问题
I am using Azure AD B2C custom policies to get claims from a third party and map it to the claims which are returned in the Azure AD B2C token.
If the third party returns claims in the form of string, my User journey in the policy works fine. My problem is that the third party is returning the claims in the form of json. I couldn't find any relavant in the B2C policy's XML Schema that can handle this case.
Is there any way to do this using Azure AD B2C Custom policies ?
回答1:
Though I don't know what third part identity provider you're using, but I think you can achieve add the provider by adding custom providers in custom policies.
First, according to your post , I assume that you're using the Oauth/OIDC provider.
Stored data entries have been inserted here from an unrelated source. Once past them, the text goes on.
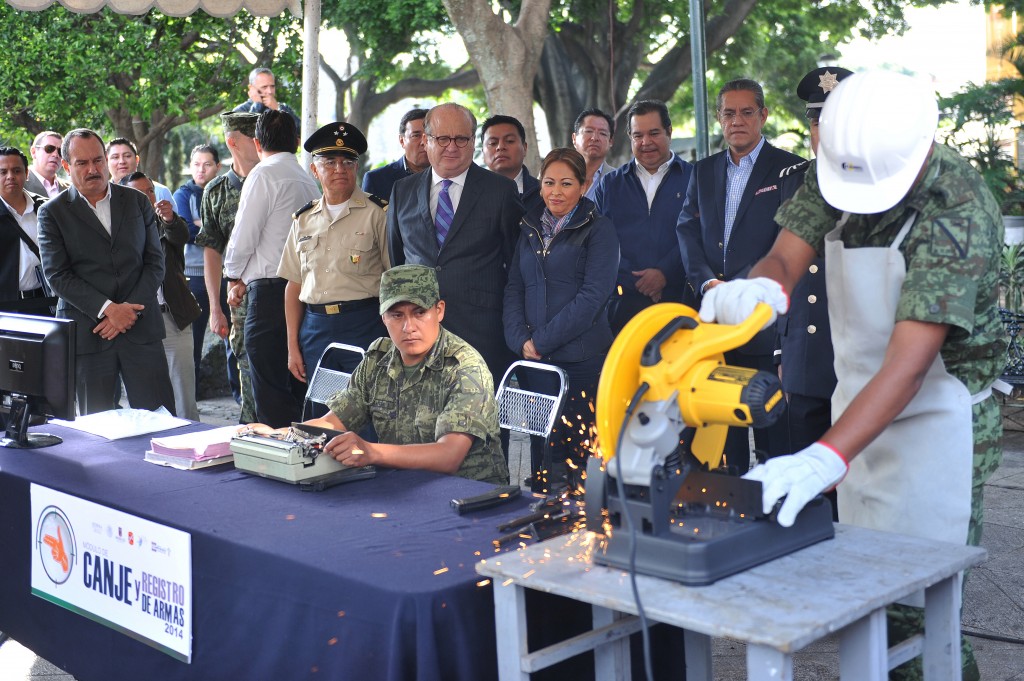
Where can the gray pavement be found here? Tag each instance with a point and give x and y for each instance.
(993, 610)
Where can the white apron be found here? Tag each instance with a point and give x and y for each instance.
(915, 477)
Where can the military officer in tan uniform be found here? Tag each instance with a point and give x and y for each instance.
(334, 256)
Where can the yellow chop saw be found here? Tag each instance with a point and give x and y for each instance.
(665, 402)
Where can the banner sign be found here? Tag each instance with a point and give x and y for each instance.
(129, 573)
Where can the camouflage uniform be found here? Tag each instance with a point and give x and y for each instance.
(450, 391)
(952, 264)
(220, 203)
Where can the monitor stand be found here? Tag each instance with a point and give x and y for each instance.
(17, 435)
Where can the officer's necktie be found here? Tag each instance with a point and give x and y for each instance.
(445, 212)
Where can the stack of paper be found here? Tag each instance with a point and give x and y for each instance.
(198, 450)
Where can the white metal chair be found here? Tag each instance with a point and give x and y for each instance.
(325, 382)
(531, 412)
(525, 411)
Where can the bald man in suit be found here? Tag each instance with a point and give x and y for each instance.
(100, 253)
(472, 255)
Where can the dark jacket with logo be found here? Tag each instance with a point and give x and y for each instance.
(557, 296)
(701, 223)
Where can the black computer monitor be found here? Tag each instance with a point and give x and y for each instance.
(37, 376)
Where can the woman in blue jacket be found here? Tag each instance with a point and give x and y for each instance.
(562, 274)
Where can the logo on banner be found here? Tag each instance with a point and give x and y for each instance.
(55, 544)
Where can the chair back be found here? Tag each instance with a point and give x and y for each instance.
(526, 411)
(328, 382)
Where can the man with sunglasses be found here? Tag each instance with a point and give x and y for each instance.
(463, 221)
(334, 257)
(727, 224)
(42, 177)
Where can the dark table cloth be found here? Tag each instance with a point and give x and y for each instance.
(286, 584)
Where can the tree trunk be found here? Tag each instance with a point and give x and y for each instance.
(506, 56)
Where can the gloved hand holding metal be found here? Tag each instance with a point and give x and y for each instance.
(732, 302)
(800, 477)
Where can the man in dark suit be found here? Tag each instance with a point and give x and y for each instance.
(414, 144)
(22, 286)
(504, 141)
(463, 221)
(727, 224)
(177, 304)
(101, 255)
(42, 177)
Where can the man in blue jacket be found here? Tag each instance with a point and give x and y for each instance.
(727, 224)
(643, 199)
(414, 144)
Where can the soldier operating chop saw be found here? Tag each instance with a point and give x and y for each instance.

Example: Add LinkedIn as an identity provider by using custom policies:
In the <ClaimsProviders> element, add the following XML snippet:
<ClaimsProvider>
<Domain>linkedin.com</Domain>
<DisplayName>LinkedIn</DisplayName>
<TechnicalProfiles>
<TechnicalProfile Id="LinkedIn-OAUTH">
<DisplayName>LinkedIn</DisplayName>
<Protocol Name="OAuth2" />
<Metadata>
<Item Key="ProviderName">linkedin</Item>
<Item Key="authorization_endpoint">https://www.linkedin.com/oauth/v2/authorization</Item>
<Item Key="AccessTokenEndpoint">https://www.linkedin.com/oauth/v2/accessToken</Item>
<Item Key="ClaimsEndpoint">https://api.linkedin.com/v1/people/~:(id,first-name,last-name,email-address,headline)</Item>
<Item Key="ClaimsEndpointAccessTokenName">oauth2_access_token</Item>
<Item Key="ClaimsEndpointFormatName">format</Item>
<Item Key="ClaimsEndpointFormat">json</Item>
<Item Key="scope">r_emailaddress r_basicprofile</Item>
<Item Key="HttpBinding">POST</Item>
<Item Key="UsePolicyInRedirectUri">0</Item>
<Item Key="client_id">Your LinkedIn application client ID</Item>
</Metadata>
<CryptographicKeys>
<Key Id="client_secret" StorageReferenceId="B2C_1A_LinkedInSecret" />
</CryptographicKeys>
<OutputClaims>
<OutputClaim ClaimTypeReferenceId="socialIdpUserId" PartnerClaimType="id" />
<OutputClaim ClaimTypeReferenceId="givenName" PartnerClaimType="firstName" />
<OutputClaim ClaimTypeReferenceId="surname" PartnerClaimType="lastName" />
<OutputClaim ClaimTypeReferenceId="email" PartnerClaimType="emailAddress" />
<!--<OutputClaim ClaimTypeReferenceId="jobTitle" PartnerClaimType="headline" />-->
<OutputClaim ClaimTypeReferenceId="identityProvider" DefaultValue="linkedin.com" />
<OutputClaim ClaimTypeReferenceId="authenticationSource" DefaultValue="socialIdpAuthentication" />
</OutputClaims>
<OutputClaimsTransformations>
<OutputClaimsTransformation ReferenceId="CreateRandomUPNUserName" />
<OutputClaimsTransformation ReferenceId="CreateUserPrincipalName" />
<OutputClaimsTransformation ReferenceId="CreateAlternativeSecurityId" />
<OutputClaimsTransformation ReferenceId="CreateSubjectClaimFromAlternativeSecurityId" />
</OutputClaimsTransformations>
<UseTechnicalProfileForSessionManagement ReferenceId="SM-SocialLogin" />
</TechnicalProfile>
</TechnicalProfiles>
</ClaimsProvider>
Also, you can add <Item Key="AccessTokenResponseFormat">json</Item> to claim json type of endpoint.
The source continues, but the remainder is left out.